Он добежал до берега и исчез в камышах. Под ногами почувствовал вязкую топь. Спрятал оружие и начал углубляться в заросли. Он чувствовал, как его тело постепенно погружалось в болото - вначале по пояс, затем по грудь и, наконец, по шею. Остановился, понимая, что, если пойдет дальше, трясина может его засосать. Он прикрылся водорослями. Теперь он знал, что его не найдут. Постепенно напряженные нервы успокоились. Ругал себя за то, что его застали врасплох, что пришлось ввязаться в перестрелку…
Тем временем полиция начала прочесывать камыши. В течение нескольких часов он слышал возбужденные голоса полицейских, скрип весел, шелест раздвигаемых баграми камышей, лай собак на берегу. Однако поиски оказались безрезультатными.

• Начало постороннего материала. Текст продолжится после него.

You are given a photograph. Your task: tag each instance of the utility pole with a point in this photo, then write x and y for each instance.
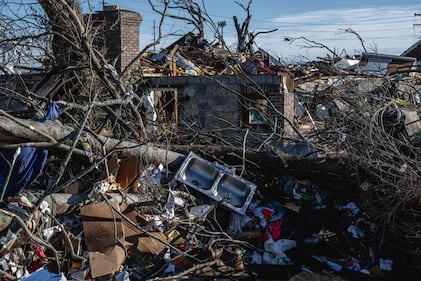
(154, 46)
(221, 24)
(417, 15)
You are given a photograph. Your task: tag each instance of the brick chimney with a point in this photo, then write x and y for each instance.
(118, 35)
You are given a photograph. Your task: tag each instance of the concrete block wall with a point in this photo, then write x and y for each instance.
(209, 105)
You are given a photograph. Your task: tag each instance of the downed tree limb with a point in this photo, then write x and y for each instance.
(12, 132)
(64, 203)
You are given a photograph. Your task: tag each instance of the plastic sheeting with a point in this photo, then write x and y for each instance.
(29, 163)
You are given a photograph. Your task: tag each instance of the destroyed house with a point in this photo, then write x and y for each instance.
(118, 35)
(218, 102)
(381, 64)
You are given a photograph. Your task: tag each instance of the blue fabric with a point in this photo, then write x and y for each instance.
(29, 163)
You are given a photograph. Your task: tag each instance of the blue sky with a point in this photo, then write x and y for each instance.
(387, 27)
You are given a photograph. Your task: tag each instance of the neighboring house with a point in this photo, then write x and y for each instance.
(413, 51)
(380, 64)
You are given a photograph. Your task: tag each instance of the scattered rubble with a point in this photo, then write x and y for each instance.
(90, 192)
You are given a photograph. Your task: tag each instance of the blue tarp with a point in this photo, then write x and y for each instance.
(29, 163)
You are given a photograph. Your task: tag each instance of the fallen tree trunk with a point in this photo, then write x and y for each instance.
(13, 132)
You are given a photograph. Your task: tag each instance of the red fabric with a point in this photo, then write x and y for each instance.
(273, 229)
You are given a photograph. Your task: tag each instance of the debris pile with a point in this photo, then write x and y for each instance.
(101, 179)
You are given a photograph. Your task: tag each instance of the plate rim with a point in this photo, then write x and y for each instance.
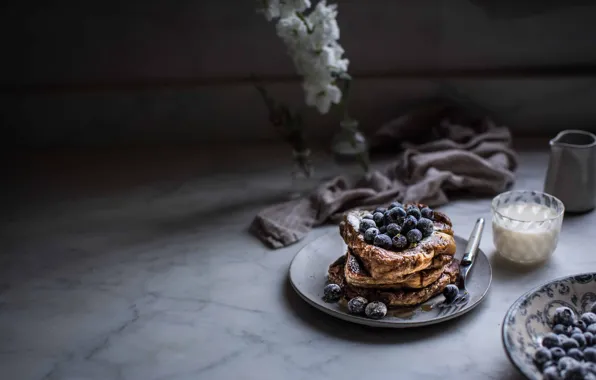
(516, 303)
(386, 323)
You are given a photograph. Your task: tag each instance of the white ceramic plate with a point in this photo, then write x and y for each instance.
(530, 317)
(308, 275)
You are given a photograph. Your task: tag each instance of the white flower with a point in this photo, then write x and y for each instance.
(312, 42)
(322, 96)
(293, 32)
(341, 64)
(324, 25)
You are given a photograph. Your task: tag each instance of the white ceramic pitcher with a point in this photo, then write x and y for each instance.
(571, 174)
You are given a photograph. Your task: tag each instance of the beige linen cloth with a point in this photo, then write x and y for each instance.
(441, 151)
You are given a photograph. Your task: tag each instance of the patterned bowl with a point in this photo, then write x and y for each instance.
(529, 318)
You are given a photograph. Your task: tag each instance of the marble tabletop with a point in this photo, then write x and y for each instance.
(137, 265)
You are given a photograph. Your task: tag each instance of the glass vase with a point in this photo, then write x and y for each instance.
(303, 173)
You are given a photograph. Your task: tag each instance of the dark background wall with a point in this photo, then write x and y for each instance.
(117, 72)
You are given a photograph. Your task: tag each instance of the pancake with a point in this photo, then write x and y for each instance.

Когда наступила ночь, начальник полиции снял расставленные посты и покинул берег. Только после этого Куберский, едва не теряя сознание от холода, вылез из камышей, отыскал оружие и направился в сторону Ожехувки. Там он немного согрелся, очистил одежду от грязи и рассказал товарищам, что произошло.
В ту же ночь он перебрался в свое укрытие на Красное болото…
* * *
Куберский на минуту умолк. В землянке воцарилась тишина. Леон, Василий и Яшка не хотели нарушать ее, зная, что Кубер должен собраться с мыслями. Тот снова закурил и спустя некоторое время продолжил свой рассказ:
- Облава продолжалась несколько дней. Я знал, что во всех близлежащих деревнях, на перекрестках дорог, на полевых тропинках и возле дома моих родителей организованы засады.
В Тайно-Подъезёрном и окрестных деревнях появились какие-то подозрительные типы, переодетые в нищих или бродячих мастеров. Повсюду были развешены объявления о моем розыске, и за мою голову была назначена значительная сумма. Даже ксендз Дмоховский из Барглува клеймил меня с амвона и обещал отпустить грехи любому, кто поможет меня поймать. А я по-прежнему скрывался на Красном болоте и знал, что здесь меня никто не найдет.
Примерно через месяц после этого случая я направился в Граево. Я хотел встретиться с товарищами из партийной ячейки. Они знали о моем положении. Секретарь ячейки располагал информацией о том, что меня разыскивает не только полиция из Граево, но что моим делом занялись уже "Дефа" и "Двойка" . Чтобы меня поймать, в этот район были направлены даже специалисты из Варшавы. Мои товарищи запретили мне поддерживать с кем-либо контакты. Не давали мне и партийных поручений. Это делалось умышленно, чтобы в случае ареста я знал как можно меньше. Кстати, они не скрывали этого от меня. Некоторые по-дружески советовали мне, чтобы я хотя бы на несколько лет уехал отсюда.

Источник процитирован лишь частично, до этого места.